# QA Model Runs notebook

Notebook for pre-release QA process, running 2 scenarios from a previous model version and comparing results.

⚠️ TODO: Set the paths to the two results files from Azure that you want to run, in the variable "results_dict", together with the scheme code. Example given in the first cell.

This notebook:

1. Downloads results files from Azure Results container
2. Converts the params in the results files into model params .json files, makes minor edits, sends to the API to run on the dev version of the model
3. Checks the status of the runs using the API
4. When the runs are completed, compares the dev model run results to the results downloaded from Azure.

⚠️ Note that this notebook will only work if there have not been breaking changes in the params files between the model versions being tested. If there have been breaking changes, you will need to add these into the cell where the parameters are edited.

The notebook produces and displays dataframes comparing results from the previous model version with the dev version of the model. You will have to use your own eyes 👀 to check for differences. 

In [None]:
# Run at least 2 scenarios from current users/schemes.
# Pick scenarios that are the most recent model version - you may have to run these yourself if they do not already exist.
# Also run at least 1 scenario using sample_params and a non-NHP scheme (these test all params, not just the ones set by schemes)

results_dict = {
    "RXX": {
        "results_path": "prod/vX.X/RXX/scenarioname-datetime.json.gz"
    }
}

In [None]:
# Get params from Azure
%cd ../..

import os
import json
import pandas as pd
from dotenv import load_dotenv
from nhpy import az, process_params, process_results

%load_ext autoreload
%autoreload 2

# Load all environment variables
load_dotenv()
account_url = os.getenv("AZ_STORAGE_EP")
results_container = os.getenv("AZ_STORAGE_RESULTS")
api_url = os.getenv("API_URL")
api_key = os.getenv("API_KEY")

## Get parameters from Azure

In [None]:
# Get scenarios that have been run, where results are stored on Azure

results_connection = az.connect_to_container(account_url, results_container)

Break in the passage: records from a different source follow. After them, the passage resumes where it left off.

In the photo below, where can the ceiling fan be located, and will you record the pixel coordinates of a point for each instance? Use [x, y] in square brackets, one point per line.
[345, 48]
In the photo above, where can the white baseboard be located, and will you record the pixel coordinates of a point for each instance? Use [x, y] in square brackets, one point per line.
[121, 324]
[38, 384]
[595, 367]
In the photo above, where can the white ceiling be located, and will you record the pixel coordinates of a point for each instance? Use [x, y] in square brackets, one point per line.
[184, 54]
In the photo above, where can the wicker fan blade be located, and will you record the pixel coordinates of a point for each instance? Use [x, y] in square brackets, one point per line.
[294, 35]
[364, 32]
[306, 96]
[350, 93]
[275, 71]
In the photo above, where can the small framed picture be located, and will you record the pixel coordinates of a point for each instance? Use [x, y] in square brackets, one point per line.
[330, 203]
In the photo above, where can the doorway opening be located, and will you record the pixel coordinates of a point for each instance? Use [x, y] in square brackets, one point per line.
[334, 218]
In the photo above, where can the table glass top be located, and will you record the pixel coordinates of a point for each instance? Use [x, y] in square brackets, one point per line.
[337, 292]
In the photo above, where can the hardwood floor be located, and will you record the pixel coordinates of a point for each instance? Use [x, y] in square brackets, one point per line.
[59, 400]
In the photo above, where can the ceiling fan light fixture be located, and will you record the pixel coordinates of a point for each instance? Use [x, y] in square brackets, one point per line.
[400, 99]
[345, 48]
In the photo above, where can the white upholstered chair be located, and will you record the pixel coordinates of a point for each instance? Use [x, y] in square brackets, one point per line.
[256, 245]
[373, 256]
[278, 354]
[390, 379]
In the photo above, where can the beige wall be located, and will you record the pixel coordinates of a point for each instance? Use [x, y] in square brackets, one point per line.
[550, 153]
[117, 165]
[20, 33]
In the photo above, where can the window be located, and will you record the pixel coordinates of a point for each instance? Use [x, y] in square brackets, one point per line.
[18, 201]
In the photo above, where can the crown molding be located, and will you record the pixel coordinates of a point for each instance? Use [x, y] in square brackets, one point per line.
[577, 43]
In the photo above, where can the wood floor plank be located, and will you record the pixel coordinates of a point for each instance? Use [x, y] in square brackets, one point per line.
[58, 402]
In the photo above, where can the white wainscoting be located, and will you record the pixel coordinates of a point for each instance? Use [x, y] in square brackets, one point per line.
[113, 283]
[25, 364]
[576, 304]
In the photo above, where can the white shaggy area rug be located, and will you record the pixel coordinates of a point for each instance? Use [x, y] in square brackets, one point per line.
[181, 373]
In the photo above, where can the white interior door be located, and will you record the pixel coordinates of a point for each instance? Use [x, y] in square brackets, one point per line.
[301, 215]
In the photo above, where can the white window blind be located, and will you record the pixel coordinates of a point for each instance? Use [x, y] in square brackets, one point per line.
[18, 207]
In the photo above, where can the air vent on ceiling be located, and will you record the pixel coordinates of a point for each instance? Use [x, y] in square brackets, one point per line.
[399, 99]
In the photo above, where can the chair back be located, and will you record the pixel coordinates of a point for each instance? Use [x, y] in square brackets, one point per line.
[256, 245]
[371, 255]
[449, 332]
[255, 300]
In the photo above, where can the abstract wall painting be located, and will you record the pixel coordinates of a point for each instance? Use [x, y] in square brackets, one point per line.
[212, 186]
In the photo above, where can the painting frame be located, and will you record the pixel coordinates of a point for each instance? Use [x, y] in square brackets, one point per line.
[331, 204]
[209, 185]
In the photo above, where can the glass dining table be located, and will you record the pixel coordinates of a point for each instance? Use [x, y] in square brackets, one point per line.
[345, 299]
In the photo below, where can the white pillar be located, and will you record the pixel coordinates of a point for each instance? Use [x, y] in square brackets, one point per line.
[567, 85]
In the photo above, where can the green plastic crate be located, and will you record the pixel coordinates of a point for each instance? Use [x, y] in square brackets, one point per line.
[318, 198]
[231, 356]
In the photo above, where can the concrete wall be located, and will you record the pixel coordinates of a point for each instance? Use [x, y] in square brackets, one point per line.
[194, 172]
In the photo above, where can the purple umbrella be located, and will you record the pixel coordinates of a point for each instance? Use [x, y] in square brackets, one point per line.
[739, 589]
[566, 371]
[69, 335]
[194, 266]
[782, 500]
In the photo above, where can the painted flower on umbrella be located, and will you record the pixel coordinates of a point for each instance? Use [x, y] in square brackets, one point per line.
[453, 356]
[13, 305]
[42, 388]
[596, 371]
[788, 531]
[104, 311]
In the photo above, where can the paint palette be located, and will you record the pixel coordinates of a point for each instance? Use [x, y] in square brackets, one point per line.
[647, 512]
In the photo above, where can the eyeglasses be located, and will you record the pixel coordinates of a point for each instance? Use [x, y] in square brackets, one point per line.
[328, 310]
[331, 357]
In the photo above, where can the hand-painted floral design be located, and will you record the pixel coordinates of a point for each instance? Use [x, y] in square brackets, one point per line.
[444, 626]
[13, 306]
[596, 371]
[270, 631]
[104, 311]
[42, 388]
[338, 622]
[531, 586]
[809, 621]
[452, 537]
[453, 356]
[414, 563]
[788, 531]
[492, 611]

for trust in results_dict.keys():

    results_path = results_dict[trust]["results_path"]
    results_json = az.load_results_gzip_file(results_connection, results_path)

    results_dict[trust]["results_old"] = results_json

In [None]:
# Get params only from results JSONs, edit scenario name, save to queue folder
# ⚠️ For v3.3 there is a breaking change to params - we need to change the format of NDG

if not os.path.exists("queue"):
    os.makedirs("queue")

filenames = []
for trust in results_dict.keys():
    params = results_dict[trust]["results_old"]["params"].copy()
    params["scenario"] = params["scenario"] + "-test"
    params_filename = f"{params['dataset'] + '-' + params['scenario']}.json"
    params["app_version"] = "dev"
    params["user"] = "ds-team"
    params["viewable"] = False
    with open(os.path.join("queue", params_filename), "w") as f:
        json.dump(params, f)
    results_dict[trust]["new_params"] = params
    filenames.append(params_filename)

## Send runs to API

In [None]:
import requests
import time

responses = {}
for f in filenames:
    with open(os.path.join("queue", f), "rb") as fopen:
        params = json.load(fopen)
        response = requests.post(
            url=api_url,
            params={
                "app_version": "dev",
                "code": api_key,
                "save_full_model_results": "False",
            },
            json=params,
            timeout=30,
        )
    time.sleep(3)
    responses[params["dataset"]] = response

In [None]:
responses

In [None]:
from ast import literal_eval

for provider, response in responses.items():
    create_datetime = literal_eval(response._content.decode("utf-8"))["create_datetime"]
    params = results_dict[provider]["new_params"]
    results_dict[provider][
        "new_results_path"
    ] = f"prod/{params['app_version']}/{params['dataset']}/{params['scenario']}-{create_datetime}.json.gz"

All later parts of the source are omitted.